Penalizing a litigant by dismissing his action for failure to present evidence at a compulsory arbitration proceeding places too high a premium on achieving the goals of expediency and efficiency. An involuntary dismissal may clear the dockets of troublesome cases, but it demonstrates a strikingly indifferent attitude toward the fundamental constitutional right to a trial by jury.

The state’s interest in providing a forum for the quick resolution of relatively small civil claims cannot overcome appellant’s right to a jury trial. *926“ [Tjrifling economies . . . have not generally been thought sufficient reason for abandoning our great constitutional safeguards aimed at protecting freedom and other basic human rights of incalculable value.” (Green v. United States (1958) 356 U.S. 165, 216 [2 L.Ed.2d 672, 706, 78 S.Ct. 632] (dis. opn. of Black, J.).)

I would therefore hold that the use of involuntary dismissals as a sanction to ensure full participation in judicially mandated arbitration proceedings creates an unconstitutional burden on a litigant’s right to a jury trial.

California Code of Civil Procedure section 583.420 permits the court to dismiss an action for lack of prosecution after the trial has commenced provided that one of several enumerated conditions has occurred. Federal Rules of Civil Procedure, rule 41(b) permits a trial court to dismiss an action involuntarily when the plaintiff has failed to comply with the Federal Rules of Civil Procedure or any order of the court.

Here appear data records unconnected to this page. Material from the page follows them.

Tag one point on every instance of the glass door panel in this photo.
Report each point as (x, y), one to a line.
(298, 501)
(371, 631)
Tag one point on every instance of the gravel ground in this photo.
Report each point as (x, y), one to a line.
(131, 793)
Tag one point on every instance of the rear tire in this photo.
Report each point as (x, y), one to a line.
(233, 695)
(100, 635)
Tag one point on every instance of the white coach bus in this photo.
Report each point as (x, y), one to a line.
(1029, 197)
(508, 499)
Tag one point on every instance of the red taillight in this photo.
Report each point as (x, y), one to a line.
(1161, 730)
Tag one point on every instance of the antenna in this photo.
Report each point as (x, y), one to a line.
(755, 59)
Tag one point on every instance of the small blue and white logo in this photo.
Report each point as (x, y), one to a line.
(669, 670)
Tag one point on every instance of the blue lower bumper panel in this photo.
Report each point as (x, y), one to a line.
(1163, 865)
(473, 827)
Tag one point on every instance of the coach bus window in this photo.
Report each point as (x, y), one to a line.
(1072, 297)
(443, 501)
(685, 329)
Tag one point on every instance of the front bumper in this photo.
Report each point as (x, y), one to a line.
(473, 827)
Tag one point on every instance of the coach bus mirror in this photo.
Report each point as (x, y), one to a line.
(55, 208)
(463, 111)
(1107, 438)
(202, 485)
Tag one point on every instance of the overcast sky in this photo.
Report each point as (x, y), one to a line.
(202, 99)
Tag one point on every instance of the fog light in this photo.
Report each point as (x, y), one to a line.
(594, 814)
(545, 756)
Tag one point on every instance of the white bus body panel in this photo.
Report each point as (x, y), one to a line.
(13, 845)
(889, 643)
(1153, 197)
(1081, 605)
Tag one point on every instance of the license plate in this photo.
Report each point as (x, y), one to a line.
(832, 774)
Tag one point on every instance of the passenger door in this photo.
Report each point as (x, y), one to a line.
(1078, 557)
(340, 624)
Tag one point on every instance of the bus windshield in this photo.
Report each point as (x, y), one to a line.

Unless otherwise specified, all statutory references are to the Code of Civil Procedure.

Many jurisdictions have a statute or rule of procedure that authorizes dismissal for failure to prosecute or to comply with court order or both. (See, e.g., Alaska Rules Civ. Proc., § 41(b), (e); Ariz: Rules Civ. Proc., § 41(b); Fla. Rules Civ. Proc., § 1.420(b), (e).)

See Snow & Abramson, Alternative to Litigation: Court-Annexed Arbitration (1983) 20 Cal. Western L.Rev. 43 for a comparison and analysis of the current California and Pennsylvania arbitration schemes.